We believe that innovation and investment in agriculture technology will play a vital role in securing a more food secure future and reaching the necessity to feed a population expected to reach over 9 billion by the year 2050. 

 

 

 

 

The Yield Lab Accelerators

 

a. What sectors does the Yield Lab invest in?

 

We’re interested in technologies that will revolutionize the agriculture and food systems to sustainably feed the world. In order to most effectively transform these systems, it is essential that we consider all parts of the food and ag systems. The Yield Lab invests across technologies in the following focus sectors: crop production, animal health & welfare, precision agriculture, waste reduction, logistics, urban agriculture, and food ingredients.

 

 

b. What qualities do we look for in a company?

 

The Yield Lab invests in companies that are revolutionizing the agriculture and food systems to sustainably feed the world. 

We invest in companies with a management team and a minimum viable product.

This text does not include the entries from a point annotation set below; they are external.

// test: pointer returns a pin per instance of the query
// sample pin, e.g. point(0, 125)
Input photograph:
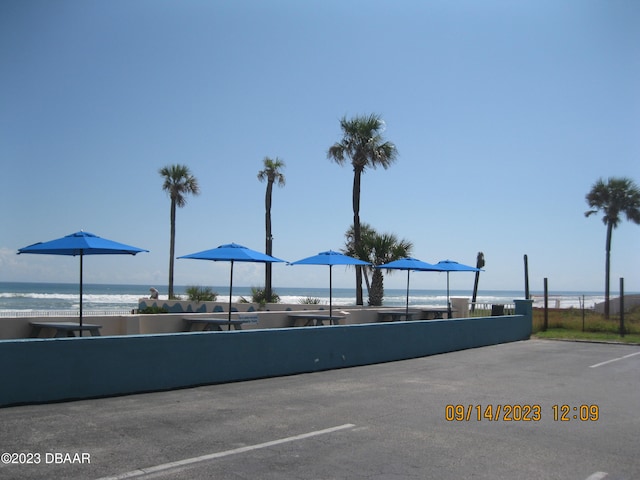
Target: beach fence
point(62, 313)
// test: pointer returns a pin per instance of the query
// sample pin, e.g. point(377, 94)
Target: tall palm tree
point(377, 248)
point(385, 248)
point(363, 144)
point(366, 231)
point(613, 197)
point(178, 183)
point(272, 174)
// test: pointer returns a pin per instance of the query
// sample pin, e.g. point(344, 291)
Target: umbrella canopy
point(330, 258)
point(451, 266)
point(81, 244)
point(407, 264)
point(232, 252)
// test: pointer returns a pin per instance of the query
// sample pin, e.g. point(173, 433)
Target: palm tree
point(178, 183)
point(366, 231)
point(271, 174)
point(377, 248)
point(363, 144)
point(613, 197)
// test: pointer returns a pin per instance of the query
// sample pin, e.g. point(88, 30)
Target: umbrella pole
point(330, 296)
point(407, 309)
point(230, 290)
point(448, 302)
point(80, 332)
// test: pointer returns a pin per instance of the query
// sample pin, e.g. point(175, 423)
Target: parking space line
point(211, 456)
point(597, 476)
point(614, 360)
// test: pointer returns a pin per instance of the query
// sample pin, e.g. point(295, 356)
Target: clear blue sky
point(504, 114)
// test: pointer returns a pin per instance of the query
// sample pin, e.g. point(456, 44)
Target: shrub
point(310, 301)
point(153, 310)
point(201, 294)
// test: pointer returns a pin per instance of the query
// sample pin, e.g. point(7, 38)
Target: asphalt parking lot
point(488, 413)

Most importantly, we look to be a value-add investor, and as such, we inspect each company for fit within our resource network.

Companies must be:

  • Revolutionizing ag and food to more sustainably feed the world
  • Business to Business product or technology
  • A legal entity
  • Scalable
  • Commercial ready

 

c. What geographies do you invest in?

 

 

We are geography agnostic – we’ll invest in any company, from anywhere. That said, we do consider geography in our investment choices – we’re a value-add investor, and it can be difficult for us to add value in certain geographies.

 

 

d. What stage companies do you invest in?

 

We like to describe ourselves as a “later stage accelerator.” We’re equally comfortable working with early stage to guide them as they raise seed financing as we are working with later stage companies to partner with strategics and to scale.

 

 

e. Do you take equity?

 

Yes, we take equity in exchange for investments. We also expect to receive warrant coverage for programming and mentorship. The terms of each equity investment are negotiated on a case-by-case basis because we believe that is the best way to serve our entrepreneurs.

 

 

f. Is there anything the Yield Lab won’t invest in?

 

We don’t invest in production facilities (farms) or businesses that rely solely upon direct-to-consumer sales.

 

 

g. What does the Yield Lab St. Louis offer?

 

  • $100,000 in equity investment
  • Access to our award-winning accelerator programming, which focuses on customers, collaborators, and capital
  • Individualized mentorship from our team
  • Access to The Yield Lab global network, including strategic corporate partners, producers, investors, entrepreneurs, and more

 

 

h. What does the Yield Lab Europe offer?

 

  • $100,000 in equity investment
  •  Access to the premiere agtech accelerator program in Ireland
  • Individualized mentorship from our team
  • Access to The Yield Lab global network, including strategic corporate partners, producers, investors, entrepreneurs, and more

 

 

i. What does the Yield Lab LATAM offer?

 

  • $100,000 in equity investment
  •  Access to the premiere agtech accelerator program in Buenos Aires, Rosario, Sao Paulo and Saint Louis
  • Individualized mentorship from our team
  • Access to The Yield Lab global network, including strategic corporate partners, producers, investors, entrepreneurs, and more

 

 

j. Can I re-apply?

 

Absolutely. We intentionally keep our application concise and accessible so that entrepreneurs can apply easily and can update their application frequently. Frequently, the decision to pass on investment is due to timing, either on our end or yours. That said, we recognize that things change quickly, especially in the start-up world, and we love to see companies progress.